Bir Saat Gözlerinizi Kapatın Sezgilerinizle YaşayınSinemadan çıktıktan sonra, dedik ki bunun üzerine bir de roman dinleyelim. Roman dinlemek, evet yanlış duymadınız. Bizler roman okurken onlar romanları dinleyerek keyfine varıyorlardı. Ben de bu deneyimi bir Yaşar Kemal romanı olan Çıplak Deniz Çıplak Ada romanıyla yaşadım. Romanımızı biraz okuduktan sonra, dedik bir de vapur sefası yapalım. Bindik vapura, nereye gidelim; öyle yakın yerler olmasın gittik mi Yunan adalarına gidelim. Kendimizi Mikonos’un maviliğine bıraktık. Altımızda gerçek bir havuz ve biz geminin içinde… Dillerde Yunanca şarkılar, keyfimize diyecek yok.

Yunan adalarına da bir koşu gidip geldikten sonra, dedik “Bize İstanbul’u, İstanbul olarak en iyi hissettiren yer neresi?” Tabii ki de İstiklal Caddesi… İstiklal Caddesi’ne girdik ve bizi bekleyen bir tramvaya doğru yöneldik. Kalkış için çalan düdükle birlikte kulağımızda İstiklal’in sesleri. Görmediğiniz İstiklal’i zihninizde canlandırarak hissetmeye çalışıyorsunuz; görmediğiniz caddeleri, simitçiyi, kestane satıcısını. Son durağımız da bir kafenin bar kısmı. Girişte yanınıza aldığınız bozuk paralar burada kullanılıyor. Bir paranın karanlıkta 10 lira mı 20 lira mı olduğunu ayırt etmeye çalışıyorsunuz. Ayaküstü biraz sohbet edip içeceklerimizi yudumluyoruz.

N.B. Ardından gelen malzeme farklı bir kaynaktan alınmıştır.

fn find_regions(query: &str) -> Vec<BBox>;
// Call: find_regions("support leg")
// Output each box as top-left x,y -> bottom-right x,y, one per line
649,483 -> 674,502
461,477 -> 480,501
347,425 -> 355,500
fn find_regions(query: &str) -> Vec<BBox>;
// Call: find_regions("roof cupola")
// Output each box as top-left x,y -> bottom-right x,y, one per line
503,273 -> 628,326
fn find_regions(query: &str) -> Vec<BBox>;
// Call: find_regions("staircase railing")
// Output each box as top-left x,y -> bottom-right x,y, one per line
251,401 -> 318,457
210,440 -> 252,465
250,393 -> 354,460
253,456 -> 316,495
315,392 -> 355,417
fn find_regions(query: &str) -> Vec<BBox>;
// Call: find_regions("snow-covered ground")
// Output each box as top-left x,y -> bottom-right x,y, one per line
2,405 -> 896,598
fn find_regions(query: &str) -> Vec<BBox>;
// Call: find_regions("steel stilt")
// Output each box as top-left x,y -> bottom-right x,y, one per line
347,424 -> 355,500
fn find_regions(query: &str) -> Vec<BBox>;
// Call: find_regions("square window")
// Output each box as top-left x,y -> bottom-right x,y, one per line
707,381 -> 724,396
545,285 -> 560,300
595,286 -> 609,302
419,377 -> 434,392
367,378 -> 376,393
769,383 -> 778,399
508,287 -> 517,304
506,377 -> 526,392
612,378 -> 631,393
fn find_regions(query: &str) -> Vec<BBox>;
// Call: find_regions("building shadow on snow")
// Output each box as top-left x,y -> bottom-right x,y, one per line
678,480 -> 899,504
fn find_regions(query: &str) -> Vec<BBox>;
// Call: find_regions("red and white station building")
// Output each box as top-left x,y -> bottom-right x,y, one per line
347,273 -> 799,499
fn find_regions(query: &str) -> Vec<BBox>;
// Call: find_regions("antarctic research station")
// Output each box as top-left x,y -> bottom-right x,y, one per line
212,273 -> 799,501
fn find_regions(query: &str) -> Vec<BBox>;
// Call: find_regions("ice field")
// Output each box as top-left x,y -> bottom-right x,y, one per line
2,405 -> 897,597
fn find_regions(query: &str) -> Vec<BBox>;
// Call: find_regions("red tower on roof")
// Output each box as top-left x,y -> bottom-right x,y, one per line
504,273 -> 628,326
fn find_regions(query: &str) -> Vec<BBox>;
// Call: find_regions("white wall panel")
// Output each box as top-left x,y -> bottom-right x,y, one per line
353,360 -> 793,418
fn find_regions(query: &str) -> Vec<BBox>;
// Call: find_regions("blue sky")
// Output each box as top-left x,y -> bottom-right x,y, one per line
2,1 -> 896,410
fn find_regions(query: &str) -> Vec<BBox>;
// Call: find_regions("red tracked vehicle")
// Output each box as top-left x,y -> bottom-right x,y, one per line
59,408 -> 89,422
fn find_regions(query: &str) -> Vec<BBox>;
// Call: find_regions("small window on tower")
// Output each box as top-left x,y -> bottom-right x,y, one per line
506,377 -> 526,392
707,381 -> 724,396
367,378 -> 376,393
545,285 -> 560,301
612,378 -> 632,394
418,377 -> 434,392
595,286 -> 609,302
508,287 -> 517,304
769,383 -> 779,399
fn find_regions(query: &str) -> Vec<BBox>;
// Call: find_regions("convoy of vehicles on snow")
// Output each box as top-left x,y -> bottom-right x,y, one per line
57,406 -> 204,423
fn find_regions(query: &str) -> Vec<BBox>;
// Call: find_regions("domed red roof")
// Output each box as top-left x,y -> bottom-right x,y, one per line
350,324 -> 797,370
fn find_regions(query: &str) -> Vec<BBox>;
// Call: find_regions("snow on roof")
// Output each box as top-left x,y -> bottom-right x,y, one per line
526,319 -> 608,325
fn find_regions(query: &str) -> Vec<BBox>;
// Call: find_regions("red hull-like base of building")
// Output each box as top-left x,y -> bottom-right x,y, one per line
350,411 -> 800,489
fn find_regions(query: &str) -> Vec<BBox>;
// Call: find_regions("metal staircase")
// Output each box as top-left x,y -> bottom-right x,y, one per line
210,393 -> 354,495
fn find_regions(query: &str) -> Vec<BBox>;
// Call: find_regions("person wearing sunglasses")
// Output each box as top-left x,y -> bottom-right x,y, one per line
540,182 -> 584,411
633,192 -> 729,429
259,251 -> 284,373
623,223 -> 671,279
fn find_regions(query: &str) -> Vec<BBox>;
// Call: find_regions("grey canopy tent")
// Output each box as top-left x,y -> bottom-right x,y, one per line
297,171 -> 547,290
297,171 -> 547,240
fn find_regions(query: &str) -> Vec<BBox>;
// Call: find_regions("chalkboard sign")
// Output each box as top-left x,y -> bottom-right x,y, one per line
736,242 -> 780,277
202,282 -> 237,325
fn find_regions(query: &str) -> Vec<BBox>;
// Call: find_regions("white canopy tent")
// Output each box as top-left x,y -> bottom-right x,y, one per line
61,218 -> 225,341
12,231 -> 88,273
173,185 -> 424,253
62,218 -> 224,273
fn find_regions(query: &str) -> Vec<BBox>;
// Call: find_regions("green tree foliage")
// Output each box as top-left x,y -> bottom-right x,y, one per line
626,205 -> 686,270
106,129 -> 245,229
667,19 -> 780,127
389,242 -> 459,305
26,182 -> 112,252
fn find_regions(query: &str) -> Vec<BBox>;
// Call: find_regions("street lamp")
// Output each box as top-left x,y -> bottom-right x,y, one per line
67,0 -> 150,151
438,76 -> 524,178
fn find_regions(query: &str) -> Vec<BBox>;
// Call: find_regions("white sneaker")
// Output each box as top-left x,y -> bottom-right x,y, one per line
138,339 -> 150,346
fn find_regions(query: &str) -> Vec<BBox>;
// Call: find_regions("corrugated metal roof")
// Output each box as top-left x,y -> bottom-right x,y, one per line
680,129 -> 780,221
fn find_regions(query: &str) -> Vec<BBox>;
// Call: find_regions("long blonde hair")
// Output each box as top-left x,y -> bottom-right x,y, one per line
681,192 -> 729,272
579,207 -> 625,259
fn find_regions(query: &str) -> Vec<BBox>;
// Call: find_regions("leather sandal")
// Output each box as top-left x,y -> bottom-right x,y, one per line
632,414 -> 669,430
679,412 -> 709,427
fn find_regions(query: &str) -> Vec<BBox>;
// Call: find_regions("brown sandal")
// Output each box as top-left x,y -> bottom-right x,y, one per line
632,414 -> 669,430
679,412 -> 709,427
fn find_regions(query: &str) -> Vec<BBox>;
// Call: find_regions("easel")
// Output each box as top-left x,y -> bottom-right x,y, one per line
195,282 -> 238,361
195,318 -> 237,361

Bir Saat Gözlerinizi Kapatın Sezgilerinizle YaşayınKüçük, büyük, yaşlı veya genç yaşınız ne olursa olsun, ölmeden önce yapılması gerekenler listenizde bu sergiye de bir yer açınız. Çünkü hayatta olduğumuz bu sürede yarın veya on sene sonra hepimiz birer engelli adayıyız.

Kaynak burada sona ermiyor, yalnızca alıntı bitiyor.